PRE PRE PRE POST POST POST
Part I Part II Total Part I Part II Total
Control
Test Group 1
Test Group 2
Test Group 3
*correction: I have two within (pre and post/part 1, part 2 and total scores) and one between subjects factor (treatment group).
Hello Mike,
If I understand correctly, you have an unbalanced repeated measures ANOVA with two within-subjects factors and one between-subjects factor. You will have many challenges with this sort of design, including:
– how to interpret the results
– how to test the assumptions
– how to correct for sphericity
Real Statistics handles unbalanced repeated measures ANOVA with one within-subjects factor and one between-subjects factor. See
https://real-statistics.com/anova-repeated-measures/one-between-subjects-factor-and-one-within-subjects-factor/
https://real-statistics.com/anova-repeated-measures/repeated-measures-anova-using-regression/mixed-repeated-measures-anova-using-regression/
You can modify the approach described on the above webpages to handle the second between-subjects factor, although handling sphericity will probably be a challenge.
In any case, it seems that your sample is not very large and so this complicated approach is probably overkill since the power of the test will likely be low. I would focus on the hypotheses that you really need to test and see whether you can come up with a simpler design tailored to accomplish this.
Charles
Thank you very much for the reply!
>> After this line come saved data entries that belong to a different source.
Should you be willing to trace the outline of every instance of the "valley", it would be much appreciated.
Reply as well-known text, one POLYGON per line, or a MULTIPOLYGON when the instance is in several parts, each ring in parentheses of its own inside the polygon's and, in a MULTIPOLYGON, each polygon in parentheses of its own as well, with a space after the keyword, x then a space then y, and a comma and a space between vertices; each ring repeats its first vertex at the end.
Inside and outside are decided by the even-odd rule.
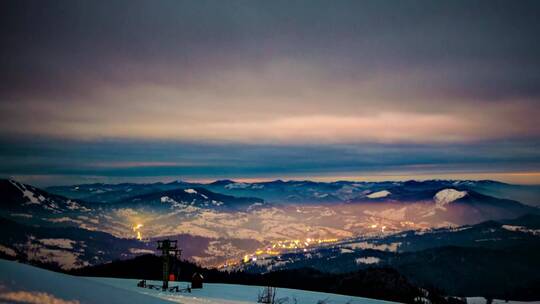
POLYGON ((182 259, 222 272, 313 269, 341 276, 391 268, 453 295, 492 294, 475 283, 472 270, 481 267, 498 278, 483 277, 489 286, 507 282, 506 273, 514 283, 499 290, 534 299, 530 286, 540 277, 519 265, 537 263, 529 250, 540 250, 540 209, 478 192, 497 184, 217 181, 43 190, 1 180, 0 257, 91 271, 158 254, 156 241, 169 238, 178 240, 182 259), (458 261, 464 267, 444 266, 458 261), (447 278, 438 280, 435 273, 447 278), (468 283, 448 283, 460 276, 468 283))
MULTIPOLYGON (((152 252, 156 239, 180 238, 184 258, 212 267, 351 238, 538 213, 536 207, 476 192, 496 184, 491 181, 172 182, 75 185, 46 191, 12 180, 1 184, 3 214, 10 221, 44 229, 99 231, 137 244, 125 256, 152 252)), ((43 246, 33 244, 30 236, 18 241, 19 248, 43 246)), ((69 248, 52 248, 45 246, 60 250, 49 256, 65 257, 64 267, 69 261, 73 267, 103 262, 95 257, 74 263, 76 259, 62 252, 69 248)))

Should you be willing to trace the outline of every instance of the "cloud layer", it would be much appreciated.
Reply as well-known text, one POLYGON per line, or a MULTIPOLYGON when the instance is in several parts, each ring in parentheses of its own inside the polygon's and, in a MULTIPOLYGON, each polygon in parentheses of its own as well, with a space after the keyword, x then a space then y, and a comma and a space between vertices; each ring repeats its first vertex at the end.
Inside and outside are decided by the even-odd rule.
POLYGON ((483 162, 472 147, 538 147, 538 12, 537 1, 4 2, 0 135, 379 155, 458 145, 483 162))

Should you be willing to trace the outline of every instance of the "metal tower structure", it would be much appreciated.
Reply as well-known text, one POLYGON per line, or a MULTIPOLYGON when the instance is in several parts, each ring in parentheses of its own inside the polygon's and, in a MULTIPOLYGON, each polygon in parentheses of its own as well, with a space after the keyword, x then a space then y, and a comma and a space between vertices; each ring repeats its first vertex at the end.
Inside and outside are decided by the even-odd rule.
POLYGON ((169 274, 171 272, 171 257, 174 261, 180 256, 181 250, 178 249, 178 241, 173 240, 161 240, 158 241, 158 250, 161 250, 161 256, 163 258, 163 290, 169 288, 169 274))

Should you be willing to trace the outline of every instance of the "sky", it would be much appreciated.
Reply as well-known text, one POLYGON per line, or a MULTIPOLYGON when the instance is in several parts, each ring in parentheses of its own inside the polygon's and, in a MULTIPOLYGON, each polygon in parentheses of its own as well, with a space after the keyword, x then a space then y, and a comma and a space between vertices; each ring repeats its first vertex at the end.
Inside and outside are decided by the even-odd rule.
POLYGON ((540 184, 538 1, 2 1, 0 176, 540 184))

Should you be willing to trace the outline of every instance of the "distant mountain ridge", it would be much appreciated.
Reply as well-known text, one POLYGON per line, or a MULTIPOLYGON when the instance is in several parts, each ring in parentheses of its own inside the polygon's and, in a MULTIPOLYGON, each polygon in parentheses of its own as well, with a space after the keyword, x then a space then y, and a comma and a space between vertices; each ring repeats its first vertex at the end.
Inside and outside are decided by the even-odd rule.
MULTIPOLYGON (((368 204, 375 209, 376 205, 385 203, 396 209, 401 204, 412 206, 406 211, 403 219, 413 222, 427 221, 448 222, 457 225, 478 223, 490 219, 503 219, 518 217, 527 213, 540 211, 519 201, 493 197, 482 189, 488 187, 520 187, 490 180, 482 181, 455 181, 455 180, 427 180, 427 181, 404 181, 404 182, 348 182, 338 181, 331 183, 313 181, 270 181, 258 183, 235 182, 232 180, 218 180, 208 184, 188 183, 175 181, 172 183, 154 184, 92 184, 79 186, 55 187, 52 190, 57 193, 69 195, 78 192, 77 196, 85 196, 93 200, 103 197, 103 193, 122 192, 122 199, 115 201, 103 201, 107 203, 122 203, 124 205, 145 205, 145 202, 167 207, 170 202, 173 206, 184 205, 202 206, 214 209, 250 208, 267 204, 272 205, 324 205, 324 204, 368 204), (86 190, 81 190, 86 189, 86 190), (172 189, 172 190, 171 190, 172 189), (205 199, 195 193, 185 193, 192 189, 210 197, 205 199), (197 189, 197 190, 195 190, 197 189), (478 190, 483 192, 478 192, 478 190), (205 191, 207 194, 204 194, 205 191), (83 192, 85 194, 81 194, 83 192), (99 192, 93 194, 95 192, 99 192), (143 193, 143 194, 140 194, 143 193), (224 197, 220 197, 224 195, 224 197), (231 197, 229 197, 231 196, 231 197), (453 196, 453 197, 451 197, 453 196), (232 198, 234 197, 234 198, 232 198), (227 203, 225 204, 225 201, 227 203), (224 203, 224 204, 222 204, 224 203)), ((502 189, 501 188, 501 189, 502 189)), ((532 192, 535 187, 530 187, 532 192)), ((502 191, 502 190, 501 190, 502 191)), ((539 192, 540 193, 540 192, 539 192)), ((382 206, 382 205, 381 205, 382 206)), ((369 207, 371 208, 371 207, 369 207)), ((402 208, 402 207, 399 207, 402 208)), ((380 208, 379 208, 380 209, 380 208)), ((370 214, 375 214, 372 211, 370 214)), ((384 216, 380 211, 377 216, 384 216)))
POLYGON ((81 200, 51 194, 14 180, 0 179, 0 207, 12 212, 61 214, 90 212, 92 205, 81 200))
POLYGON ((210 207, 224 209, 241 209, 252 204, 263 204, 264 200, 254 197, 235 197, 232 195, 219 194, 205 188, 179 188, 174 190, 151 192, 124 199, 114 203, 119 205, 148 207, 150 205, 158 207, 210 207))
POLYGON ((410 180, 403 182, 275 180, 255 183, 217 180, 206 184, 174 181, 171 183, 150 184, 126 183, 55 186, 47 188, 47 191, 66 197, 85 199, 87 201, 112 202, 134 195, 193 187, 233 196, 257 197, 269 203, 336 203, 372 201, 373 199, 389 200, 392 198, 401 200, 429 199, 431 195, 429 191, 458 188, 475 191, 488 196, 512 199, 532 206, 540 206, 540 186, 511 185, 491 180, 410 180), (383 197, 369 197, 370 194, 382 191, 387 191, 388 195, 383 197))
MULTIPOLYGON (((250 214, 255 210, 266 210, 265 212, 273 213, 272 208, 276 208, 290 217, 293 214, 285 211, 286 209, 292 208, 301 213, 303 208, 315 206, 320 209, 321 215, 335 214, 336 220, 339 218, 335 213, 336 208, 343 209, 344 212, 345 209, 354 209, 354 212, 361 212, 358 216, 368 217, 369 221, 387 222, 387 227, 392 224, 388 221, 394 221, 394 229, 402 229, 398 227, 402 225, 400 222, 424 223, 424 226, 463 225, 540 212, 540 209, 518 201, 489 196, 475 190, 486 185, 507 184, 494 181, 445 180, 361 183, 281 180, 237 183, 221 180, 209 184, 175 181, 167 184, 125 183, 54 187, 50 189, 56 193, 50 194, 12 180, 0 180, 0 203, 4 210, 21 217, 32 217, 32 213, 38 211, 45 215, 40 218, 49 218, 54 214, 73 215, 80 219, 72 217, 65 221, 86 221, 86 227, 91 227, 92 221, 108 222, 106 216, 120 209, 126 209, 126 212, 154 210, 169 215, 193 215, 203 210, 225 213, 244 211, 250 214), (75 197, 83 199, 62 196, 74 192, 77 193, 75 197), (105 200, 100 204, 84 201, 95 202, 94 199, 98 197, 105 200), (93 219, 87 220, 92 216, 93 219)), ((315 212, 314 210, 309 212, 315 212)), ((323 217, 320 217, 321 220, 323 217)), ((234 217, 231 217, 231 220, 233 219, 234 217)), ((60 220, 62 219, 54 218, 50 221, 60 220)), ((340 237, 346 234, 340 232, 340 237)))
It is very helpful!
You understood correctly (or, rather, I seem to have managed to explain it in an comprehensible way). And since I have already been referring to the pages you suggest, I think I am on the right track: definitely ANOVA via regression and I definitely need to try to simplify, at least if I am going to do it on my own.
I already have the data, so I cannot change the experimental design or research questions, but perhaps I can change how I want to answer the questions.
Sample size is <30 for each of the four groups.
Below are the possibilities I have come up with at this point. would you recommend any of these over the others?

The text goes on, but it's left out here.